I’m less clear on whether the “blueness” variable is doing what it’s supposed to. It might be, but I don’t understand the connection between the nature of the specifically Democratic electorate and whether a state as a whole tends to vote for Democratic presidential nominees.
Lastly, even if the authors’ work shows evidence of electoral fraud, it doesn’t show evidence of enough fraud to have changed the outcome.
With their two controls, they seem to show that having paper trails cost Clinton 9.4% of delegates. In other words, if states that don’t have a paper trail had had one, she would have done 9.4% worse than she did. That means she would have only won 56% in those states. If you combine that with the 49% from the states that really did have a paper trail?
She still wins.
The authors looked at the percent of delegates won in each state, rather than the total number of delegates. That’s a reasonable approach for what they were doing, looking for evidence of electoral fraud. But if you want to know whether correcting for the alleged fraud would have made a difference, you have to match the percentages back up with the numbers of delegates.
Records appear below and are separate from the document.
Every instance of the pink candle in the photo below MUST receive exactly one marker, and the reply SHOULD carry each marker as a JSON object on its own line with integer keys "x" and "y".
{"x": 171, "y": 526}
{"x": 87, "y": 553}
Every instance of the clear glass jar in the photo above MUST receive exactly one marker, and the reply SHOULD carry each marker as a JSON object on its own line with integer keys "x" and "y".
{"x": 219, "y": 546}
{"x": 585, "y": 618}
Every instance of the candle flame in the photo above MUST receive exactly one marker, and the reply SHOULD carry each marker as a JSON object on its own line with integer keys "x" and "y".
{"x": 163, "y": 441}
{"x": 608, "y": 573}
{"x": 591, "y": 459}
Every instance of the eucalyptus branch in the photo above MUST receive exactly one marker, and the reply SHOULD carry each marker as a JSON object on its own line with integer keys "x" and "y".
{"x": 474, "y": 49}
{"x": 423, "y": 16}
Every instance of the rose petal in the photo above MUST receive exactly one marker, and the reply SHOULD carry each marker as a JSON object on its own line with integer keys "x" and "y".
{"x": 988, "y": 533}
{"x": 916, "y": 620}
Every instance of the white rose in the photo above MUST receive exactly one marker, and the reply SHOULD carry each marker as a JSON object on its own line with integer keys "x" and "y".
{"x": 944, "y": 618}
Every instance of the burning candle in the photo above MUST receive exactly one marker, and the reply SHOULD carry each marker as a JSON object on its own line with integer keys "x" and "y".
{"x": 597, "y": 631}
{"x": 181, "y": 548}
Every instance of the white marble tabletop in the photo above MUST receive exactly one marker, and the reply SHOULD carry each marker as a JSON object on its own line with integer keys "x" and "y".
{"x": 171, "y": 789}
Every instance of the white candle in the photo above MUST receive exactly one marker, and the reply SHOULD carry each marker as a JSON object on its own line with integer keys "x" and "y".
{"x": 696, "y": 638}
In fact, even in the paper-trail states, where Sanders averaged 51% of delegates on a state-by-state basis, he only won 48% of them of them in total.
How is that possible? It's because Clinton won big states like New York, Ohio, and (barely) Illinois; the states that Sanders won were, on average, smaller. So if you average his delegate rate treating all states as equal, you get 51%, but if you count the actual delegates he won, it was only 48%.
In the no-paper-trail states, Clinton won 65% of the delegates, and when you lower her winning percentage state-by-state, she only won 55%.
In other words, she still wins.
(I got the numbers of delegates per state from here. I subtracted the number of super-delegates from each state's total to get the ones that were determined by primaries. I don't know if that's exactly right, but it's probably pretty close.)
Now, I don’t mean to excuse electoral fraud. As I explained above, I think this paper’s evidence of fraud is weak, but if it holds up under further scrutiny, then there’s a problem. (It’s stupid not to have paper verification. I don’t know to what extent states make that decision vs. parties making the decision; whoever’s doing it, it’s stupid.)
My point is simply that, on the evidence of these statistics, even if fraud occurred, Clinton would have won without it.
And lastly (this time I mean it), the authors wrote before the California primary. According to Ballotpedia, California has paper verification, and Clinton won 56% of its delegates. California has by far the most delegates of any state, so including them noticeably weakens the Sanders case.